10.14 Recovery of Erroneous Payments. Notwithstanding anything to the contrary in this Agreement, if at any time the Administrative Agent determines (in its sole and absolute discretion) that it has made a payment hereunder in error to any Lender or any other Secured Party or another recipient of funds (whether known to the recipient or not) or if a Lender or another recipient of funds is not otherwise entitled to receive such funds at such time of such payment or from such Person in accordance with the Loan Documents, whether or not in respect of an Obligation due and owing by any Loan Party at such time, then in any such event, each such Person receiving such amounts severally agrees to repay to the Administrative Agent forthwith on demand such amounts received by such Person in immediately available funds in the currency so received, with interest thereon, for each day from and including the date such amount is received by it to but excluding the date of payment to the Administrative Agent, at the greater of the Federal Funds Rate and a rate determined by the Administrative Agent in accordance with banking industry rules on interbank compensation.

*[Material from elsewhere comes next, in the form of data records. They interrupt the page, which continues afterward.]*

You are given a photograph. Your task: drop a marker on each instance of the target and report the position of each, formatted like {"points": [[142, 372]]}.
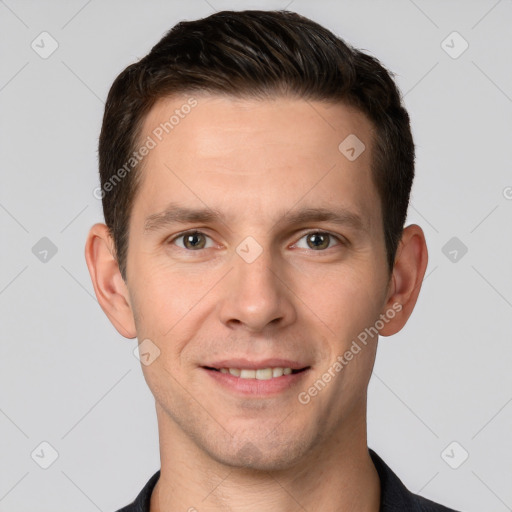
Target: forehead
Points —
{"points": [[257, 155]]}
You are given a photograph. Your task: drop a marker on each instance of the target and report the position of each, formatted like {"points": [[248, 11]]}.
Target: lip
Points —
{"points": [[255, 365], [255, 387]]}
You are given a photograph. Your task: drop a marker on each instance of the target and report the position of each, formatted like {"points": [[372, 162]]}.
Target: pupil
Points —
{"points": [[318, 240], [193, 240]]}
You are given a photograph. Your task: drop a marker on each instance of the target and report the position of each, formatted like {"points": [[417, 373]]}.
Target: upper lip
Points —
{"points": [[255, 365]]}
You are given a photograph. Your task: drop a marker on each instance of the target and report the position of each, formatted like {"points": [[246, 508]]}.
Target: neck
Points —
{"points": [[335, 478]]}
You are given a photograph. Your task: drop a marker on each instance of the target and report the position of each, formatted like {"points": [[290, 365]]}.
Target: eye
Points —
{"points": [[318, 240], [192, 240]]}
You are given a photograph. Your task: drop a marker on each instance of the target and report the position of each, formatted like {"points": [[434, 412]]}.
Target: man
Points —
{"points": [[255, 177]]}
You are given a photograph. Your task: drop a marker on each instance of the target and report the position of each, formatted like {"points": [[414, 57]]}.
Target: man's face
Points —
{"points": [[260, 282]]}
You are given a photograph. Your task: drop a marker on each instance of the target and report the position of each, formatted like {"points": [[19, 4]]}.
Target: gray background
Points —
{"points": [[69, 379]]}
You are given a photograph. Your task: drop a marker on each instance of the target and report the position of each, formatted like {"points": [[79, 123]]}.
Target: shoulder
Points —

Each Lender and each other Secured Party irrevocably waives any and all defenses, including any “discharge for value” (under which a creditor might otherwise claim a right to retain funds mistakenly paid by a third party in respect of a debt owed by another), “good consideration”, “change of position” or similar defenses (whether at law or in equity) to its obligation to return any such amounts. The Administrative Agent shall inform each Lender and each other Secured Party that received a payment promptly upon determining that any such payment made to such Person was made in error or such Person was not otherwise entitled to such payment; provided that the failure to provide such notice shall not affect the obligations of any Secured Party or other recipient to repay such amounts as contemplated herein. Each Person’s obligations, agreements and waivers under this Section 10.14 shall survive the resignation or replacement of the Administrative Agent, any transfer of rights or obligations by, or the replacement of, a Lender, the termination of the Commitments and/or the repayment, satisfaction or discharge of all Obligations (or any portion thereof) under any Loan Document.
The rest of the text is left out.